I'll follow up with another comment addressing some of the feedback that's been posted over the weekend.

fgm’s picture

I tried to follow the whole discussion, and maybe missed some of it ; however, at the end I think there's been a duality being discussed all along between default on + opt-out vs default off + opt-in, but there is a third route apparently not considered : neither default to cachable nor non-cacheable, but force cache information to be provided, possibly as no-cache of course, so that there is no defaulting. It seems this gets the benefits of both approaches, at the limited costs of forcing the addition in a myriad of places ; but as we know, this type of many-times-a-tiny-change is something we've always been best at in terms of community output.

One thing which could alleviate such a trouble could be to to further along the automatic generation already in place for permissions and others, by adding the context for any loaded entity to a cacheability object, which would be available as a default anywhere data is being built. That way, developers building data could just add this default (overly conservative because it contextualizes by everything) object instead of having to ponder about actual cache contexts ; and then, going further could slice and dice from this, or even build their own if they take the time to reflect on their actual cacheability.

This combo of forcing cacheability to be explicit (vs implicit one way or another, cf PEP20), plus providing a very simple default which errs on the safer side rather than the faster side, seems more attractive to me than either of the existing discussed branches of the existing alternative.

But then I may very well be missing something.

greggles’s picture

But I hope the rationale that we can change that choice, but not its inverse, during RC, based on what we learn, alleviates those concerns.

That makes some sense, but I think we're more likely to see the problems come in after 8.0.0 is released and contribs get updated. I guess that if that happens we can consider making this change as part of 8.0.x release?

effulgentsia’s picture

Assigned: Unassigned » effulgentsia
Status: Reviewed & tested by the community » Fixed

I guess that if that happens we can consider making this change as part of 8.0.x release?

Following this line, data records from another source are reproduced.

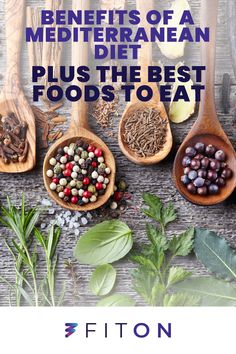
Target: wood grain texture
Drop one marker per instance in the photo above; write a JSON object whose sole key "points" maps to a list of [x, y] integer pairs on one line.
{"points": [[157, 179], [12, 98]]}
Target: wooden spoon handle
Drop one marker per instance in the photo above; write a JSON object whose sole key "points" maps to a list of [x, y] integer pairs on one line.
{"points": [[80, 58], [209, 11], [14, 19], [145, 53]]}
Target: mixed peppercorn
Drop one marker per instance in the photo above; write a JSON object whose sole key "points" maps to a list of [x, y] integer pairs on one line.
{"points": [[205, 169], [79, 174]]}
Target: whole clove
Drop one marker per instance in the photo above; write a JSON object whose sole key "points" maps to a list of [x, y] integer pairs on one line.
{"points": [[145, 132], [13, 139]]}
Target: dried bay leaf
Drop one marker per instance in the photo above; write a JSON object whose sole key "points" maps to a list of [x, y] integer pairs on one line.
{"points": [[215, 254]]}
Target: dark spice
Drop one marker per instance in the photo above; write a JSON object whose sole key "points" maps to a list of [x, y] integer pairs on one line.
{"points": [[145, 132], [13, 141]]}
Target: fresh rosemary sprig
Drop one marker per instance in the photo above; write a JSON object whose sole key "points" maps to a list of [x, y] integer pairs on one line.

Yes, the issue summary's proposed resolution items 2 and 3 already mention that.

I just now committed #2429617: Make D8 2x as fast: Dynamic Page Cache: context-dependent page caching (for *all* users!), so marking this issue "fixed" as well. However, I still want to respond to some of the comments here about DX and other concerns, so assigning to myself to remind myself to do that when I can make the time.

Status: Fixed » Closed (fixed)

Automatically closed - issue fixed for 2 weeks with no activity.